Côté propriétaire, le verrou. Contrat long, matériel imposé, paiements retenus, sortie impossible sans couper la borne. L'écosystème est fermé par construction — c'est ce qui rend les bornes orphelines possibles, et ce qui décourage les indépendants de s'équiper sérieusement.
Côté conducteur, la friction. Une application à télécharger pour ce trajet-là, un compte à créer, un mot de passe à retrouver, parfois un badge réseau à commander. Et au bout du chemin, parfois, une borne qui refuse de démarrer sans qu'on sache pourquoi.
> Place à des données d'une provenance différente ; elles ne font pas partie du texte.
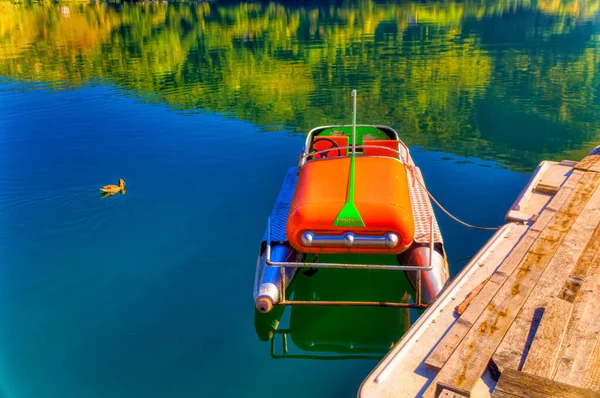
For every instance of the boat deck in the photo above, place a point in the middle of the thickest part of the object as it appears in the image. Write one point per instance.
(523, 317)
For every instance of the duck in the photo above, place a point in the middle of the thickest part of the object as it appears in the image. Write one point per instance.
(113, 189)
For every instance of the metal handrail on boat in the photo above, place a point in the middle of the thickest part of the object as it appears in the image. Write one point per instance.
(294, 264)
(313, 153)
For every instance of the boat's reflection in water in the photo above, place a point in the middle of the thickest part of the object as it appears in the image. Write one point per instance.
(338, 332)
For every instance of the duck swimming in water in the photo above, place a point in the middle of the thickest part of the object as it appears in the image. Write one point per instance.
(109, 190)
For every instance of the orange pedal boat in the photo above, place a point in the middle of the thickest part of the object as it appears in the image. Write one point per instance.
(355, 191)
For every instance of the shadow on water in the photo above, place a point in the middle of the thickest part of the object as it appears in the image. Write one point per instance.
(338, 332)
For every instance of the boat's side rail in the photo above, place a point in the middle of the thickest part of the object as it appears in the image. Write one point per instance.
(294, 264)
(401, 156)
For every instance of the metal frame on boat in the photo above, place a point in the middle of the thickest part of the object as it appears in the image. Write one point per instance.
(284, 264)
(420, 254)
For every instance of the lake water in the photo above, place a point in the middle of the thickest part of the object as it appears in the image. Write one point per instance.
(200, 108)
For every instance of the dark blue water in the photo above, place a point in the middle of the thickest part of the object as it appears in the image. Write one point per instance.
(150, 293)
(201, 109)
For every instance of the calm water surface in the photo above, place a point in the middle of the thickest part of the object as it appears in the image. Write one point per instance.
(200, 109)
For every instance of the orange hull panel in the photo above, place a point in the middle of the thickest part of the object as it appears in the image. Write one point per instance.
(381, 197)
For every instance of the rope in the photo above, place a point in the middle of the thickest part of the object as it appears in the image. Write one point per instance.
(446, 211)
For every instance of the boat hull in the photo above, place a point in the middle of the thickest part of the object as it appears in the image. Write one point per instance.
(433, 281)
(267, 285)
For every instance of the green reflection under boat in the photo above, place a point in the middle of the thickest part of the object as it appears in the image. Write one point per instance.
(338, 332)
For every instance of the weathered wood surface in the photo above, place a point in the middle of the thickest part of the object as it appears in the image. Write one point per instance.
(470, 297)
(454, 336)
(592, 378)
(543, 354)
(577, 355)
(514, 384)
(547, 188)
(469, 360)
(459, 329)
(450, 394)
(584, 234)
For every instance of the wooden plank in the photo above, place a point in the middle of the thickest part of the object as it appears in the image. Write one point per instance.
(459, 329)
(582, 338)
(521, 384)
(450, 394)
(590, 162)
(547, 188)
(592, 379)
(584, 232)
(542, 356)
(454, 336)
(471, 357)
(460, 309)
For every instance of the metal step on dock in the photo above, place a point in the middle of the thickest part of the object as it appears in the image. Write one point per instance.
(522, 318)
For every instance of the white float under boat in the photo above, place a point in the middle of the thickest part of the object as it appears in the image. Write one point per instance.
(354, 196)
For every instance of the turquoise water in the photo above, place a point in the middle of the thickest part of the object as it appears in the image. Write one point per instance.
(200, 109)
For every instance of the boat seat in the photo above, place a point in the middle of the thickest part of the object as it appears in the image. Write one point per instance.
(371, 151)
(381, 196)
(323, 143)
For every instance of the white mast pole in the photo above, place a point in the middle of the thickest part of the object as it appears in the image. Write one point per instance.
(354, 123)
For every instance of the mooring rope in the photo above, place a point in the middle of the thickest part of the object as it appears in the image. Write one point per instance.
(442, 207)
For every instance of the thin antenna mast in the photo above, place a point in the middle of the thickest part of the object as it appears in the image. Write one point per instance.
(354, 122)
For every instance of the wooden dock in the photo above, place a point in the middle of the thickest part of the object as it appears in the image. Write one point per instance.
(534, 323)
Côté tarif, l'addition. À chaque maillon — constructeur, plateforme, application de roaming —, une marge s'ajoute. Tout ça finit dans le prix au kWh et donne aux opérateurs l'impression de passer pour des voleurs face à leurs propres clients, alors qu'ils ne font qu'absorber les couches au-dessus.
Les trois problèmes sont liés. C'est pour ça qu'aucun ne peut être réglé seul — et c'est ce qui a fini par dessiner la forme de Petite Borne.